NOTTOWAY PARISH, NOTTOWAY COUNTY.
Nottoway county was separated from Amelia in the year 1788.
Nottoway parish was established in the county of Amelia, being
separated from Raleigh parish before the year 1752 and after the
year 1748. There being no account of the Acts of Assembly for
1749-51, in Henning, I am unable to decide the precise year.
In the year 1754, and again in 1758, the Rev. Wm. Proctor was
the minister,—the same, no doubt, of whom mention is made in
the vestry-book of Halifax. In the years 1773-74-76, the Rev.
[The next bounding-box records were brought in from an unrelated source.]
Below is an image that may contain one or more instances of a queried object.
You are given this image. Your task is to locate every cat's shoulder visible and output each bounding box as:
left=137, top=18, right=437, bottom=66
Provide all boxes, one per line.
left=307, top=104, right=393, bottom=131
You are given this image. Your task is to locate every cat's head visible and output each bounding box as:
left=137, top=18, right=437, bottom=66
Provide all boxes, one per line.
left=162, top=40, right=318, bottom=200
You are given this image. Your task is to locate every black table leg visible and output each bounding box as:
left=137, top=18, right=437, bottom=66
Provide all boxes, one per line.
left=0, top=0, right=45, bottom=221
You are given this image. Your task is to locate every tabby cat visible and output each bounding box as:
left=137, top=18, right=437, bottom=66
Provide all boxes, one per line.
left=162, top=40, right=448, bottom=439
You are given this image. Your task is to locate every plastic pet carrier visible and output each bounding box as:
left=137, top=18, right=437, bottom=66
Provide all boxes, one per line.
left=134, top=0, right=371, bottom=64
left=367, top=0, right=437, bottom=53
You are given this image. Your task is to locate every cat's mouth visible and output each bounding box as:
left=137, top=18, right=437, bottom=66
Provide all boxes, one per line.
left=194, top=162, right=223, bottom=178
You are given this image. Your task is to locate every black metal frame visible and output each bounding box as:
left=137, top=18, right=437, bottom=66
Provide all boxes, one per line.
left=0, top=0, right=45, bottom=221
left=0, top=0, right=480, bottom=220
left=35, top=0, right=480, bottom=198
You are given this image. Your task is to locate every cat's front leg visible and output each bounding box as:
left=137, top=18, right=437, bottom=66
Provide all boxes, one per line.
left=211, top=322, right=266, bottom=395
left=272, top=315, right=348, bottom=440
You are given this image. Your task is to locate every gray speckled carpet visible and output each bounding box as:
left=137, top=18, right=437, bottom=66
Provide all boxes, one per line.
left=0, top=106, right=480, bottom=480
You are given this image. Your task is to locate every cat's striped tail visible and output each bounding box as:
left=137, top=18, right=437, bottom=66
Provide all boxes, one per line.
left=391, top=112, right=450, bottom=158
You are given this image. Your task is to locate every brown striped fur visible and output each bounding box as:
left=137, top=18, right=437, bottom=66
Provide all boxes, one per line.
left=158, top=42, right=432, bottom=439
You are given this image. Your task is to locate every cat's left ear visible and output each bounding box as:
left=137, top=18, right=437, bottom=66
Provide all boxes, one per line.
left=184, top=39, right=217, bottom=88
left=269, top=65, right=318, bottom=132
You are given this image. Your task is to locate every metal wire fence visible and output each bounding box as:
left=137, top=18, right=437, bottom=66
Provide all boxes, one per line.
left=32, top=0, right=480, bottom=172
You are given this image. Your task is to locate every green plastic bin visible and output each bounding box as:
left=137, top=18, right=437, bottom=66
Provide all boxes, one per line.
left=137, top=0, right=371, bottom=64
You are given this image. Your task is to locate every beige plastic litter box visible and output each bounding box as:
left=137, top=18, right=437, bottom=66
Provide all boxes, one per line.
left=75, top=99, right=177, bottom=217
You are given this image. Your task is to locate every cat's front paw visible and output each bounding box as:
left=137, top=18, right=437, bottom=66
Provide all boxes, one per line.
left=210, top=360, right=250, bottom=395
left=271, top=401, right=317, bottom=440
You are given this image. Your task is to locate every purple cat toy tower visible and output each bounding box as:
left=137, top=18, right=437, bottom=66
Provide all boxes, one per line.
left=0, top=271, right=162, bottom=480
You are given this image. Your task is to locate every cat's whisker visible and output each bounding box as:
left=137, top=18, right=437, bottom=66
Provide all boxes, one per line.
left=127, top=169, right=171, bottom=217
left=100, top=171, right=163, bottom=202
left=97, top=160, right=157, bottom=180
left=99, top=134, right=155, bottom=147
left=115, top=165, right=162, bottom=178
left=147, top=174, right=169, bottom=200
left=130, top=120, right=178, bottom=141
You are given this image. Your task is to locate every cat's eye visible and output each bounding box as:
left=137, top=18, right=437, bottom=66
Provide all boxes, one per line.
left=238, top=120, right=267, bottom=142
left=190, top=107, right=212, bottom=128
Thomas Wilkinson is the minister. Of him I have found a good
account. The Rev. Mr. Jarratt informs us that Dr. Cameron was
its minister for about two years after leaving Petersburg in 1793,
but was obliged to resign for want of support. This was, no
doubt, the last of Episcopal services in this parish, except some
occasional ones of late years. As to the churches in this parish,
all that I have been able to learn is from the Act of Assembly in
1755, by which the parish of St. Patrick is established in the county
of Prince Edward. It seems that the county of Prince Edward had
been separated from Amelia the previous year, and from that part
of it in which the parish of Nottoway lay, but no new parish was
then cut off from it and established in Prince Edward. But now,
in 1775, the parish of St. Patrick is taken from Nottoway and
made to correspond with the bounds of Prince Edward. At a later
period (1788) Nottoway county is established, corresponding, I presume,
with the bounds of old Nottoway parish in Amelia. The Act
speaks of two new churches being recently built in the lower part
of Nottoway parish, and requires the parish to refund a portion of
the money which had been raised from the whole parish for their
erection, to be refunded to the new parish in Prince Edward. Where
these churches are situated, and what were their names, and what
others had been there before, I am unable to say.